2 shallots, thinly sliced

1/2 tsp fine sea or kosher salt

1 28-oz can diced tomatoes

1 15-oz can artichoke hearts (or 6-8 frozen hearts, thawed), drained and chopped

1/2 cup dry white wine

1 TBSP turbinado

1 tsp dried basil

1/2 tsp dried oregano

1/2 tsp crushed red pepper flakes

2 15-oz cans chickpeas

2 TBSP drained capers

For the polenta (see Note):

1 cup quick-cooking polenta (or grits)

1/2 cup blanched almond meal

1 tsp fine sea or kosher salt

1 tsp freshly cracked black pepper

3 cups unsweetened soy milk

3 cups water

Heat oil in a large skillet over medium heat. Cook shallot and salt for a few minutes, stirring frequently, until shallot turns translucent. Add tomatoes (with liquid), chopped artichoke, wine, turbinado, basil, and oregano. Bring to a steady simmer, cover, reduce heat to medium-low (or lower, as needed) to maintain simmer, and let cook 15 minutes.

Meanwhile, drain and rinse chickpeas. Set aside in a sieve to let drain thoroughly. Measure dry polenta ingredients into a bowl and whisk together.

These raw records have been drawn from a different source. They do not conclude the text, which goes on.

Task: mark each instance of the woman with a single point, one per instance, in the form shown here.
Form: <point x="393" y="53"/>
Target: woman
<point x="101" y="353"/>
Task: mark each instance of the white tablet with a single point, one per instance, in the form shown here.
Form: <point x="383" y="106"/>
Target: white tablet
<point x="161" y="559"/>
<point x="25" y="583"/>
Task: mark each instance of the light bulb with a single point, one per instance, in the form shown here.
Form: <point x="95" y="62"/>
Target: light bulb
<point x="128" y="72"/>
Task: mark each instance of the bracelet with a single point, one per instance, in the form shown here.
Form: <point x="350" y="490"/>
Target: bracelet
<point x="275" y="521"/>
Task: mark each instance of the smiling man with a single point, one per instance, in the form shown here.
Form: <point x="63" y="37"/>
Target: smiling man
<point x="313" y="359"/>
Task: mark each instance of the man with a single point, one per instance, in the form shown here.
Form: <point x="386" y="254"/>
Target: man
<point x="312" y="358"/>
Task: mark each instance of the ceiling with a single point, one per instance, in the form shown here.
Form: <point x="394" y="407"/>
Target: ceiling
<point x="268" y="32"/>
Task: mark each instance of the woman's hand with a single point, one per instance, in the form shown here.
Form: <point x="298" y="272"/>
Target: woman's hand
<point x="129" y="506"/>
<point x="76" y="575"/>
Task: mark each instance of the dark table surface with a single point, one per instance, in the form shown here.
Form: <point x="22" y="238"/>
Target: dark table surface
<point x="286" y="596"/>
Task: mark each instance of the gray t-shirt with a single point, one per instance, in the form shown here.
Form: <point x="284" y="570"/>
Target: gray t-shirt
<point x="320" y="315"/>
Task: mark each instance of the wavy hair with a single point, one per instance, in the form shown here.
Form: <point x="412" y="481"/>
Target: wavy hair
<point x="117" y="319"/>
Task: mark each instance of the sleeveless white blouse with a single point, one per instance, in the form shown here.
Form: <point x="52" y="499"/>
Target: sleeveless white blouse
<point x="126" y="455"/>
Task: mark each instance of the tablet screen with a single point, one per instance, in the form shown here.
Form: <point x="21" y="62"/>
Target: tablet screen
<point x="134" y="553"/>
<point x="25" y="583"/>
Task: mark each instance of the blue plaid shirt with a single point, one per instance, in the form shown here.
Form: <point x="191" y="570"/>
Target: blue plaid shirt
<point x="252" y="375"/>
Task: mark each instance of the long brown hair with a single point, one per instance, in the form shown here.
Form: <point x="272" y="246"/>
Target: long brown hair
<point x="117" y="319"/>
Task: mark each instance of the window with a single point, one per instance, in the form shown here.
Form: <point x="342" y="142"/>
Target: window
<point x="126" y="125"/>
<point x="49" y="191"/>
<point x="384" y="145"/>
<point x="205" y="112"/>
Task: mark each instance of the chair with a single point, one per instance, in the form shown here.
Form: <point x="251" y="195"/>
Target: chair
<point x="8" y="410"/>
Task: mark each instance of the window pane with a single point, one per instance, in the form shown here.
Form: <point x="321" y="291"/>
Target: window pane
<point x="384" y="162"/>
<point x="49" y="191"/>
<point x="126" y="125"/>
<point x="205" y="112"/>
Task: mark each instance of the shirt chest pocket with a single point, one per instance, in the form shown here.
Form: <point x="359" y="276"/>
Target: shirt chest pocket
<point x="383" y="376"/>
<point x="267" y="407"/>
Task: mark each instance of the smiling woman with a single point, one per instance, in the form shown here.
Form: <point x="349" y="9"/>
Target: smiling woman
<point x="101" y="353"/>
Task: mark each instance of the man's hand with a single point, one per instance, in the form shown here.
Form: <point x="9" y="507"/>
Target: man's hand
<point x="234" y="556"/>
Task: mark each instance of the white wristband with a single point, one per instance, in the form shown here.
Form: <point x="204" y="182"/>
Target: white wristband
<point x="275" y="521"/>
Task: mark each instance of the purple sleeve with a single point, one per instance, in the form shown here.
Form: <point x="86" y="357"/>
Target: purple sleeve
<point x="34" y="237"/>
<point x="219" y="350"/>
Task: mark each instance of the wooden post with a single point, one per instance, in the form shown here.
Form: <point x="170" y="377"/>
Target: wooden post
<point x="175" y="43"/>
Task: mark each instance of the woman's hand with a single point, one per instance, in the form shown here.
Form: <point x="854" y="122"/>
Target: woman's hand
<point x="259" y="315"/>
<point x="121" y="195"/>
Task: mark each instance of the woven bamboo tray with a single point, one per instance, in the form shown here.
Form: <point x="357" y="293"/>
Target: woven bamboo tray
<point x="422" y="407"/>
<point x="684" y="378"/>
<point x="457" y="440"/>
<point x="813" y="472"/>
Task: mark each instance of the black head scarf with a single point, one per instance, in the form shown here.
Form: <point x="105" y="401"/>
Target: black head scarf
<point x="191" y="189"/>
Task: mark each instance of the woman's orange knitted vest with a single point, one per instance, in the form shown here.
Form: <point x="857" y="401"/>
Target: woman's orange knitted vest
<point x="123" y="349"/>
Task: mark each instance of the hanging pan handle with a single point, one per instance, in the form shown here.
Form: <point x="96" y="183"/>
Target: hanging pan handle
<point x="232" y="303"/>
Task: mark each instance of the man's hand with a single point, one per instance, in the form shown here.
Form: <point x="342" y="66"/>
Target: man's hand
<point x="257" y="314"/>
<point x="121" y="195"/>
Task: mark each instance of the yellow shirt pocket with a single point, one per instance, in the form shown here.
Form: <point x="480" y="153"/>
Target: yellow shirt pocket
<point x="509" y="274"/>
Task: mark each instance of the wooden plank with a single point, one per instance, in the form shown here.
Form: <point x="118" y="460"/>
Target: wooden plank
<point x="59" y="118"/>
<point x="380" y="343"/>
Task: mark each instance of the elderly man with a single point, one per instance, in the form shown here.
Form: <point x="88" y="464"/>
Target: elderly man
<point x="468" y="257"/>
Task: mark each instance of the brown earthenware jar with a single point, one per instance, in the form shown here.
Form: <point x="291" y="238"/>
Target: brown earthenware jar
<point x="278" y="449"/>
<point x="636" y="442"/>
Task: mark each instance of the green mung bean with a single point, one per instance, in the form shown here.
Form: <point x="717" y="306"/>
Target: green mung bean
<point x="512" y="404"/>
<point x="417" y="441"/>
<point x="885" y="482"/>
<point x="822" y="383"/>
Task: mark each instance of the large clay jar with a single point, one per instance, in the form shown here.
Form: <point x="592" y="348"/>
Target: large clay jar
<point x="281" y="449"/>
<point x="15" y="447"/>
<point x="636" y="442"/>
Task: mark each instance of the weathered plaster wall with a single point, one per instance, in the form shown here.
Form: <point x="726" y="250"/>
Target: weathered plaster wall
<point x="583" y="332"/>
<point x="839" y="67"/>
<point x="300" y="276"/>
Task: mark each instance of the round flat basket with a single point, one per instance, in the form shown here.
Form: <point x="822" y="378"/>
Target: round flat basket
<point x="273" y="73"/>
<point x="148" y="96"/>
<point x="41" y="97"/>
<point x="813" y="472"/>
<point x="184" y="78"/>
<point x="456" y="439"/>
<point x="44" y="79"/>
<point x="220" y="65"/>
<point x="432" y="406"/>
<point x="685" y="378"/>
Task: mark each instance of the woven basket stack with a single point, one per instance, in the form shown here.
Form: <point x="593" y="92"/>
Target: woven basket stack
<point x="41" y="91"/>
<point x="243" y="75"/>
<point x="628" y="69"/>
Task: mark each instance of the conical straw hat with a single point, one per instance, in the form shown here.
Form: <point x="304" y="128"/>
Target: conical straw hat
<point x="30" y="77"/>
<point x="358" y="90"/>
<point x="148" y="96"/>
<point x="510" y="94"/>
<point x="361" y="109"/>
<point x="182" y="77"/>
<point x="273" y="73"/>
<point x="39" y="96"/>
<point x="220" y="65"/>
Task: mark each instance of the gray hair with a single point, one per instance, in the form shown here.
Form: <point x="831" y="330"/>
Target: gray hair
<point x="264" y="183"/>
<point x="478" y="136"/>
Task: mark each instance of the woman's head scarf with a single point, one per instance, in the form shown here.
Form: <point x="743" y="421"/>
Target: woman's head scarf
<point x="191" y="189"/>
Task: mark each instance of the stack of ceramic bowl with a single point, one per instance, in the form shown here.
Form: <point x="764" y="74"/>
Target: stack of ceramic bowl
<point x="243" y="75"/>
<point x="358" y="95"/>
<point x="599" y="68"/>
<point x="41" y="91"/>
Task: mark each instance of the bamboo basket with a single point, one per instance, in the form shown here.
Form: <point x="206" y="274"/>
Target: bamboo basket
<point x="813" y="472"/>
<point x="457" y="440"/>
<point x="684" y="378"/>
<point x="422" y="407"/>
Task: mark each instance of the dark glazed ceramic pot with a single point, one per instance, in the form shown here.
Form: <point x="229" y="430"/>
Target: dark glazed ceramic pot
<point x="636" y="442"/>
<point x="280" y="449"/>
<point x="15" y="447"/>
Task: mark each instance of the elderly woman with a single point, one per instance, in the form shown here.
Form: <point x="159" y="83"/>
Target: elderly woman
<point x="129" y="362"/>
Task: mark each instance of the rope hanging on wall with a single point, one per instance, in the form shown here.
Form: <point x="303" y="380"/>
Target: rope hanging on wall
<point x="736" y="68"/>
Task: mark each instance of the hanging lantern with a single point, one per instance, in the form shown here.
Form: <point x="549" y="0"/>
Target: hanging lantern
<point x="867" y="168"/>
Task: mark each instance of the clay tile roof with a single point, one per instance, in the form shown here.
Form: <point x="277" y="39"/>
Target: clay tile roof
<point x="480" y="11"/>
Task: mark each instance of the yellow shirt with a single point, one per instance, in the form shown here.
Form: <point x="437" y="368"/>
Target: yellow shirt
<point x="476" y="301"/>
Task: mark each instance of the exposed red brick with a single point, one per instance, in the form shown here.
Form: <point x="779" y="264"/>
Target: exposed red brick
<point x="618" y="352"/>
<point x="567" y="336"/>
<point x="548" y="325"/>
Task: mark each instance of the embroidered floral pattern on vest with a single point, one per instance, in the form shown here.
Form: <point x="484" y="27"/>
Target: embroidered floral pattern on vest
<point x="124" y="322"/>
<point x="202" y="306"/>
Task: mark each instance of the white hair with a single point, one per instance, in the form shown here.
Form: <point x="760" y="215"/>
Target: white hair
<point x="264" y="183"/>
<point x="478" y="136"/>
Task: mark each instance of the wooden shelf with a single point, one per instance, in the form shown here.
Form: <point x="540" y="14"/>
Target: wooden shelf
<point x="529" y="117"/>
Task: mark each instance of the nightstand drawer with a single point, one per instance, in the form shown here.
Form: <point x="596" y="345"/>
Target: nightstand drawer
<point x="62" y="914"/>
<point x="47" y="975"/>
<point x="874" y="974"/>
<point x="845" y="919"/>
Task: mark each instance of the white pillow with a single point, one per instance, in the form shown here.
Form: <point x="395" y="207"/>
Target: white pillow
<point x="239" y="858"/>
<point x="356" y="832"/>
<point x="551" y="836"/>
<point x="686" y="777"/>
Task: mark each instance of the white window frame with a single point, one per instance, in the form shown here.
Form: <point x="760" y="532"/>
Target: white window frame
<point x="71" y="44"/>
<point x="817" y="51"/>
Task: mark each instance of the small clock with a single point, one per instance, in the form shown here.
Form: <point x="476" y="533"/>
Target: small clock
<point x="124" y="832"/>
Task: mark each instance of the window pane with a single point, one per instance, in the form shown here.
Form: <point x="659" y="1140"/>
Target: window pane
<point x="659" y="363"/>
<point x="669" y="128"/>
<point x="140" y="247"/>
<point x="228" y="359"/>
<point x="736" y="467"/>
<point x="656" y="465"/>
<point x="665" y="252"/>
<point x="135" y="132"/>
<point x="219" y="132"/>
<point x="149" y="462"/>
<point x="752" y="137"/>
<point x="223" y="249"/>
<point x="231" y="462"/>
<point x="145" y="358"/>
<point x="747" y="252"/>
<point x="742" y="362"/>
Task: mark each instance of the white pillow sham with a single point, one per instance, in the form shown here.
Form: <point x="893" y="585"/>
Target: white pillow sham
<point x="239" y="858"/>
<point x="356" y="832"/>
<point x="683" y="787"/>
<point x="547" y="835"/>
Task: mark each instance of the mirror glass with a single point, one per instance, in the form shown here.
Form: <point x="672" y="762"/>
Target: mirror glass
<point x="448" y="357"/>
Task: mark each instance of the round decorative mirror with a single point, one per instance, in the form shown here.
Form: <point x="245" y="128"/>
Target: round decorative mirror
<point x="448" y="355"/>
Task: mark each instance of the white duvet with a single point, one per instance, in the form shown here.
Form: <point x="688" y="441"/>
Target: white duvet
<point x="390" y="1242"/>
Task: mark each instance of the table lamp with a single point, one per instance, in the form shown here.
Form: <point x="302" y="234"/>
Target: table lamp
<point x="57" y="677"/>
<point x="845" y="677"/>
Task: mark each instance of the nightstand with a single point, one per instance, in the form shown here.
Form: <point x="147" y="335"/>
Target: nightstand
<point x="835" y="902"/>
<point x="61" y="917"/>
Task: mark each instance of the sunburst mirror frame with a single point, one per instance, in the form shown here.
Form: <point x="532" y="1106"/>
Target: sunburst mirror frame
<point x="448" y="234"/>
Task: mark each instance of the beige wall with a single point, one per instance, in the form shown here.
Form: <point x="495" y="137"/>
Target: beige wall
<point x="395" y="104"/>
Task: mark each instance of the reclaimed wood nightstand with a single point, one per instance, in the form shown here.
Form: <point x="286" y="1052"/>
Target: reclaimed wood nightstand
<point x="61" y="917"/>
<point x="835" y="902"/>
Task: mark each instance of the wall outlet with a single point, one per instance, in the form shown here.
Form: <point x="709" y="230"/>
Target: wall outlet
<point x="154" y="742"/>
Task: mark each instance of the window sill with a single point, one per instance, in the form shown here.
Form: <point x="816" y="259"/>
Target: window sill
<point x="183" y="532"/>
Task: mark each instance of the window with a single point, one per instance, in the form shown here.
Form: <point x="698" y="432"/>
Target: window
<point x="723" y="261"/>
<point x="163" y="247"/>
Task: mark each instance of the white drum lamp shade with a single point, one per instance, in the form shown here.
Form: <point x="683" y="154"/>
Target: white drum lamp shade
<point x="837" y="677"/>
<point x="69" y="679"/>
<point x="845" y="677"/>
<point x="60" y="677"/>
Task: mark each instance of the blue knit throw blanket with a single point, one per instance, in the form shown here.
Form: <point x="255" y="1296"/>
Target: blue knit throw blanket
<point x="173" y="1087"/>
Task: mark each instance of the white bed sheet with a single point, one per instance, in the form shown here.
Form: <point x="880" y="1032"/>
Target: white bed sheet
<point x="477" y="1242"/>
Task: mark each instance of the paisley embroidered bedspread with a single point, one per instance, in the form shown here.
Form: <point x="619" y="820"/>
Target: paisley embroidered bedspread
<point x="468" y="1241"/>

After the 15 minutes is up, add chickpeas and capers to tomato mixture. Stir, increase heat to medium, and let cook at a strong simmer, uncovered, stirring occasionally, until flavors have melded, 10-15 minutes.

While the tomato mixture finishes, combine soy milk and water in a pot over high heat. When it begins to steam, begin whisking while pouring the dry polenta mixture into the pot in a thin, steady stream, whisking all the while. When all is incorporated, be sure the mixture is bubbling, cover, and reduce heat to low. Cook five minutes, covered, carefully whisking the bubbling mixture well once each minute.

Divide polenta among shallow bowls and top with chickpea-tomato mixture. Serve at once.

Note: because this polenta is served soft, it's best to make only the amount you will need at this serving. The polenta recipe scales down perfectly, so feel free to make a quarter of the recipe to feed one (quite generously), or make the full recipe to feed up to six.